Everyone notices birds. But how many of us are birders?
There is a difference, and it comes with its own language. Lifers and listers. Twitchers and stringers. Spark birds and nemesis birds. Birding is a subculture with its own rules, its own ethics, and its own obsessions, and right now, it is one of the fastest-growing communities in America.
Something unexpected is fueling this growth. Technology. The same force often blamed for pulling us indoors has become an unlikely ally. Platforms that track sightings, map migrations, and connect birders across the world, are transforming a solitary pastime into a global community. And they are raising new questions about ethics, competition, and what it means to love birds responsibly.
Scientists are also paying attention. What birding does to the brain, who is joining the community and why, and what this ancient practice of patient attention offers a generation raised on overstimulation. These are open questions, and the answers are only beginning to emerge.
Join John W. Fitzpatrick, Director Emeritus of the Cornell Lab of Ornithology, and Erik Wing, neuroscientist at York University, for a conversation about birds, brains, and a culture in flight.
Join the conversation.

John Fitzpatrick is the Director Emeritus, Cornell Lab of Ornithology.

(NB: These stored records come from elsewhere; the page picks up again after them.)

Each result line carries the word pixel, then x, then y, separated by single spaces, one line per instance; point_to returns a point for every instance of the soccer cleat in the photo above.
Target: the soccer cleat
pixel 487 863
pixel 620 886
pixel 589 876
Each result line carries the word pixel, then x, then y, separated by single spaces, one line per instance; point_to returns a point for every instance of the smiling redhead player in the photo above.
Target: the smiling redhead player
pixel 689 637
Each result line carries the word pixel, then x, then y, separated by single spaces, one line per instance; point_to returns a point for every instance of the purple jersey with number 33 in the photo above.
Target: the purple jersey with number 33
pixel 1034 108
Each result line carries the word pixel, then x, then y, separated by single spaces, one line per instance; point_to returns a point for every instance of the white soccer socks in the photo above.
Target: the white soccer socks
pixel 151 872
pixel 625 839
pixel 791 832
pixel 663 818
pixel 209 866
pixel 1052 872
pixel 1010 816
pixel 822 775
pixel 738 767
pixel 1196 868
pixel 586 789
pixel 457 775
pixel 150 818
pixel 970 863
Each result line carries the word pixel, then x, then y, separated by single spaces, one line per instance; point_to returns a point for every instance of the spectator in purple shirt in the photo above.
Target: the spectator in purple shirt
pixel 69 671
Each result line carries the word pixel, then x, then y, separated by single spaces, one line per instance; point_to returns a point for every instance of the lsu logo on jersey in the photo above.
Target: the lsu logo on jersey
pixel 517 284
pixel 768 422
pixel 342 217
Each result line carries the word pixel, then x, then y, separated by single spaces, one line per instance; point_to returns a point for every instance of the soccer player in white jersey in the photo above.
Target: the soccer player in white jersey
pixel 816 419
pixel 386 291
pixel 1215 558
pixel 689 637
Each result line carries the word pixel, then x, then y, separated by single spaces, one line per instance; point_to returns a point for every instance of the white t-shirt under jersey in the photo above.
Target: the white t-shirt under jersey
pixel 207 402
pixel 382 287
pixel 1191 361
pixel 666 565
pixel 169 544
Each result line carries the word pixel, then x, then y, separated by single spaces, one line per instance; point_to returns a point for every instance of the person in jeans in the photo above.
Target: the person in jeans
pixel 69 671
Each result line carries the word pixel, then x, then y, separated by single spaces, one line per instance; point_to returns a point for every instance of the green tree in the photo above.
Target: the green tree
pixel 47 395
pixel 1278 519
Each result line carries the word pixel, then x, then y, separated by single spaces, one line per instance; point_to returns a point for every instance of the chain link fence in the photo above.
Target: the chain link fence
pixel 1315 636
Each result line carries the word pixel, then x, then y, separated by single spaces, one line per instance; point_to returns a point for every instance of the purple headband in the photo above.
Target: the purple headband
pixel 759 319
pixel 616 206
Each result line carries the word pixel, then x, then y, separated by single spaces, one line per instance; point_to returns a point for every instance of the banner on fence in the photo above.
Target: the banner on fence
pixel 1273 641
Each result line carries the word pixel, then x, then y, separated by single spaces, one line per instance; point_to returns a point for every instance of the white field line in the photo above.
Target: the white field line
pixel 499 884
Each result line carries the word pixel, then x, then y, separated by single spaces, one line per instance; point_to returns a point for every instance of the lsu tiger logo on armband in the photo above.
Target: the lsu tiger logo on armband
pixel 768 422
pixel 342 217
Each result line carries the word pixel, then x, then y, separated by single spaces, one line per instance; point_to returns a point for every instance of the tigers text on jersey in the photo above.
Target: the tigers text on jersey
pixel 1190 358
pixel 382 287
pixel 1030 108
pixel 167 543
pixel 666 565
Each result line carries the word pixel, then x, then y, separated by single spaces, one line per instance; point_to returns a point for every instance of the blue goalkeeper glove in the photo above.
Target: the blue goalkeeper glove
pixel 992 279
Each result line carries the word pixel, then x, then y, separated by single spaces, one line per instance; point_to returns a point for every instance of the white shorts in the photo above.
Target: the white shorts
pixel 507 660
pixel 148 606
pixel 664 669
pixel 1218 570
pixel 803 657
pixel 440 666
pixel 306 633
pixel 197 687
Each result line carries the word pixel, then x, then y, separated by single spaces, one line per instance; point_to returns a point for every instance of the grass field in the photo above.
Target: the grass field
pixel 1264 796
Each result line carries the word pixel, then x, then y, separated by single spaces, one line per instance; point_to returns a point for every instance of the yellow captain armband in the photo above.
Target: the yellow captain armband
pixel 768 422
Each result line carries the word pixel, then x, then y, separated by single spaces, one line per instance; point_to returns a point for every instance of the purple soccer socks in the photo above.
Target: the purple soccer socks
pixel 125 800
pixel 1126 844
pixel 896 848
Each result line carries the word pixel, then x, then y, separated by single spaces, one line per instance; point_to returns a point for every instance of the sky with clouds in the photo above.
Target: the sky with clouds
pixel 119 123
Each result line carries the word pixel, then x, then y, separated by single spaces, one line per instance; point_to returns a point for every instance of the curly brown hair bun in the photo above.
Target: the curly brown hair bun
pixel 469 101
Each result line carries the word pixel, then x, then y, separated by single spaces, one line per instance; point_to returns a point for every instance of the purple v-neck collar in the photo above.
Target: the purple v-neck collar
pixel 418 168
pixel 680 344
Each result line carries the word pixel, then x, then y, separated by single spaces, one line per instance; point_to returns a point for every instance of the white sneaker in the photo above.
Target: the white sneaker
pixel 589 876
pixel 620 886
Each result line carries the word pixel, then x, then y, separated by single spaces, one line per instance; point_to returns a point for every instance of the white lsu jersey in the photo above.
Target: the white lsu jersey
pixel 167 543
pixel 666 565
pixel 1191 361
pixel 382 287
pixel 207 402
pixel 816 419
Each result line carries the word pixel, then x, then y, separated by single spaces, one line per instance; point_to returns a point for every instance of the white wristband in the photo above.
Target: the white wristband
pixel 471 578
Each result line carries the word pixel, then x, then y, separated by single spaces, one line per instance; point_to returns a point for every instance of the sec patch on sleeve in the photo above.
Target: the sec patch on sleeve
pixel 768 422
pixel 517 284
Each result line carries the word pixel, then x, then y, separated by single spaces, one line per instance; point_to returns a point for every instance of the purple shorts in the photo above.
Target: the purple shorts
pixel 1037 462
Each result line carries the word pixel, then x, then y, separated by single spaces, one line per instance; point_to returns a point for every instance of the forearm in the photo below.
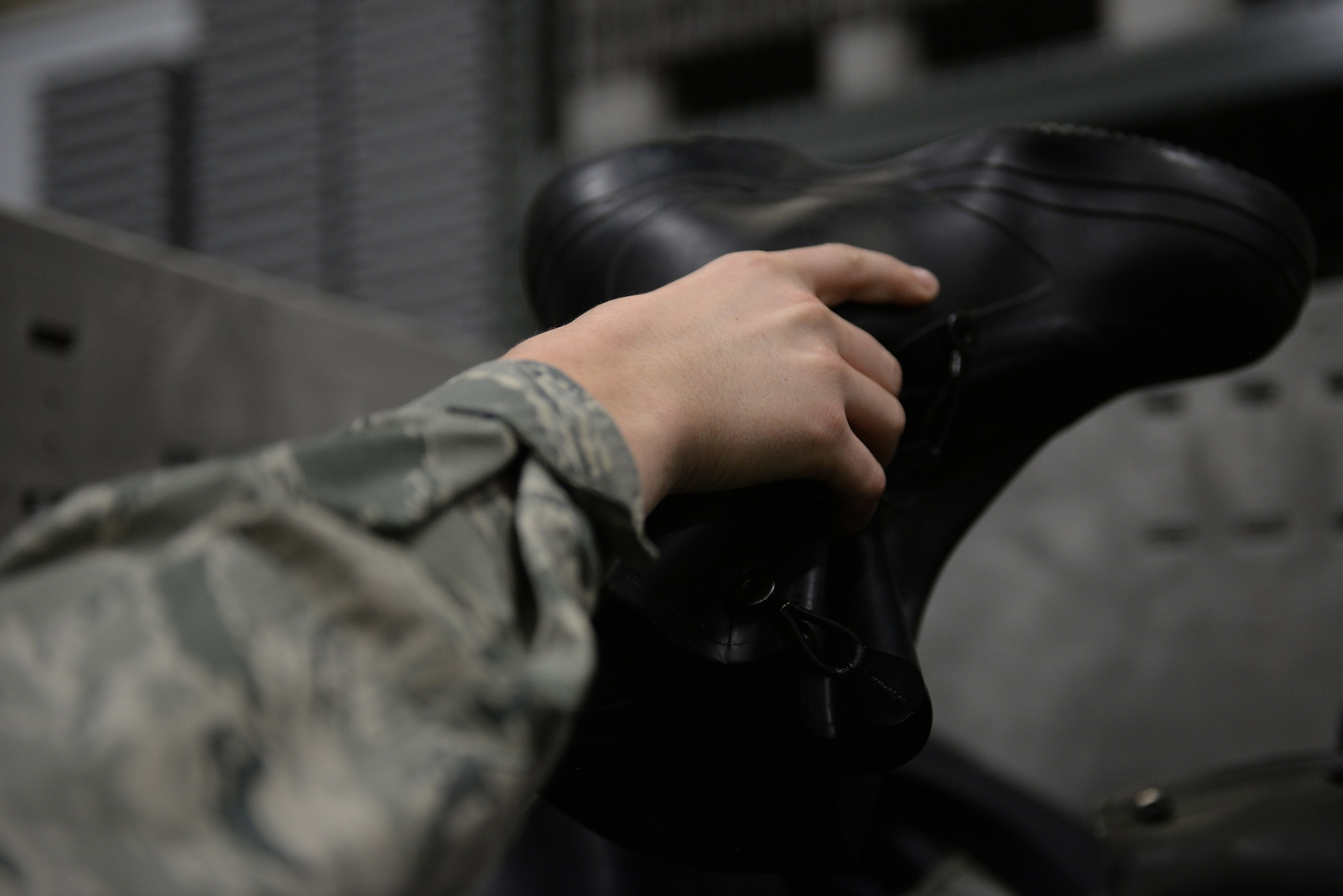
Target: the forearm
pixel 334 667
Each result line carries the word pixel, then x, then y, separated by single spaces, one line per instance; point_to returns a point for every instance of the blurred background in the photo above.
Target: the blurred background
pixel 1161 592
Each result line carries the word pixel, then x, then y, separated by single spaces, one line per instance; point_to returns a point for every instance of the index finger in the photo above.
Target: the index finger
pixel 837 272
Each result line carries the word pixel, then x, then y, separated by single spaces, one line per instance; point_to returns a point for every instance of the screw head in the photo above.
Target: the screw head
pixel 964 332
pixel 753 588
pixel 1152 805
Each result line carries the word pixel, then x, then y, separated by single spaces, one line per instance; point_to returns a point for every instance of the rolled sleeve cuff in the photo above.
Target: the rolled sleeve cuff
pixel 569 432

John Fitzpatrick served as Executive Director of the Cornell Lab of Ornithology from 1995 to 2021, where he also held a professorship in the Department of Ecology and Evolutionary Biology. He holds a B.A. from Harvard and a Ph.D. from Princeton, and his research has long focused on bird ecology and conservation, including ongoing work on the Florida Scrub-Jay. A lifelong birder since childhood, he is also an occasional bird painter.

Erik Wing is a research associate at York University and Baycrest Hospital in Toronto, where he studies how prior knowledge and expertise shape human perception and cognition. He completed his doctoral work at Duke University focusing on brain representations during visual experience and memory retrieval. Working with birders across North America, he has explored how learning bird identification shapes attention, memory, and new learning through behavioral and brain imaging research.